Using ‘this.type’ Inside ‘init=’

A type may be initialized from a value that represents only part (or none) of the required instantiation information. For example, consider initializing a distributed list type from an array:

record DistList {
  type DistType;
  type eltType;
  // ...

proc DistList.init=(arr : [] ?eltType) {
  this.DistType = this.type.DistType; // from variable declaration
  this.eltType = eltType; // from 'arr'
  // ... initialize data, etc. ...

// Initializing a Block-distributed list from an array literal
var x : DistList(Block(1), int) = [1, 2, 3, 4, 5];

In this example snippet, this.type is used within the init= body in order to achieve the desired instantiation. Part of what was needed was available from the given value (i.e. the element type), but the rest was taken from this.type.

Note that only fully instantiated types can be initialized in this manner. Future releases may add support for fully or partially generic this.type expressions.

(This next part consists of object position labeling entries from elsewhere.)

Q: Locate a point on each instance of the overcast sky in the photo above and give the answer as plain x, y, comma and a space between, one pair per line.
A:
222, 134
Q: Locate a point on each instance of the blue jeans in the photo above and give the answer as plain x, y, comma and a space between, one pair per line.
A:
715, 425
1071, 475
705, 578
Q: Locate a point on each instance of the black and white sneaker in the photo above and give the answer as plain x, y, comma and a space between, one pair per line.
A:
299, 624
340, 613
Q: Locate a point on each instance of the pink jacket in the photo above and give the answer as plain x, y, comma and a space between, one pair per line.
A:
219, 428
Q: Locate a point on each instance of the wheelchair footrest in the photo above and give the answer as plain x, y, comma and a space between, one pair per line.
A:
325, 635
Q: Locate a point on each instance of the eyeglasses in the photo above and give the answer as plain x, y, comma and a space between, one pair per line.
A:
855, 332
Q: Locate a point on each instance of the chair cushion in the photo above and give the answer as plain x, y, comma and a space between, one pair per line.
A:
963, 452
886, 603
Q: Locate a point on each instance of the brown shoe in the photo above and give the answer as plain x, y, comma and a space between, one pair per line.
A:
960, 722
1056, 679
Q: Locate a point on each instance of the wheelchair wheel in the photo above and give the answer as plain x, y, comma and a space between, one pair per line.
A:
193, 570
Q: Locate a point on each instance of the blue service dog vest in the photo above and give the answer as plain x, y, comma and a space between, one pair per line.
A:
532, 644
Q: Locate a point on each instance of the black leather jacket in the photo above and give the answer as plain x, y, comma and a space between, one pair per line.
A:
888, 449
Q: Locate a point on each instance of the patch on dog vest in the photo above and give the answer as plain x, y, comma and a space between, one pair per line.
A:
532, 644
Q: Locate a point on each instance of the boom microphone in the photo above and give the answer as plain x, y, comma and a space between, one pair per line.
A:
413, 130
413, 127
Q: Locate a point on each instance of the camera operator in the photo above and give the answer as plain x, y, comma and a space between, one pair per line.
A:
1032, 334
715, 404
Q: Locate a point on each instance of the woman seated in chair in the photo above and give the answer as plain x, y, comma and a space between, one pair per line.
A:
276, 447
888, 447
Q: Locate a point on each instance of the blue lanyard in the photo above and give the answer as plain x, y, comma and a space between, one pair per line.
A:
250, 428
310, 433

Initializing with a Generic Expression

If the variable declaration’s type expression is fully generic, then the value expression must be a subtype of of that generic type expression. In such cases the compiler infers the type of the variable to be the same as the value’s type:

record R {
  type T;
  var x : T;

var A = new R(int, 5);
var B : R = A; // 'B' inferred to be of type 'R(int)'

If the value is not a subtype of the generic expression, then there will be a compile-time error. This may change in future releases.

Disabling Copyability

If a user wishes to indicate that their record cannot be copied, they can do so by implementing an init= method with a false where-clause:

proc R.init=(other: R) where false {
 // method body may be empty in this case

A call to the compilerError utility function can be used for the same purpose:

proc R.init=(other: R) {
  compilerError("Cannot copy R");

Relation to Assignment Operator

In the 1.20 release users could choose to implement either the init= method or = operator for a given type, or implement both, or rely entirely on the compiler-generated implementation. This could lead to hard-to-debug problems when both functions appeared to be user-defined, but a user mistake in the function signature caused it to be ignored and the compiler-generated version to be used instead.

In the 1.21 release users are now required to implement both the init= method and = operator for a given type, or rely entirely on the compiler-generated implementations. If only one implementation is found, the compiler will issue an error and any potentially-incorrect function signatures will hopefully be exposed.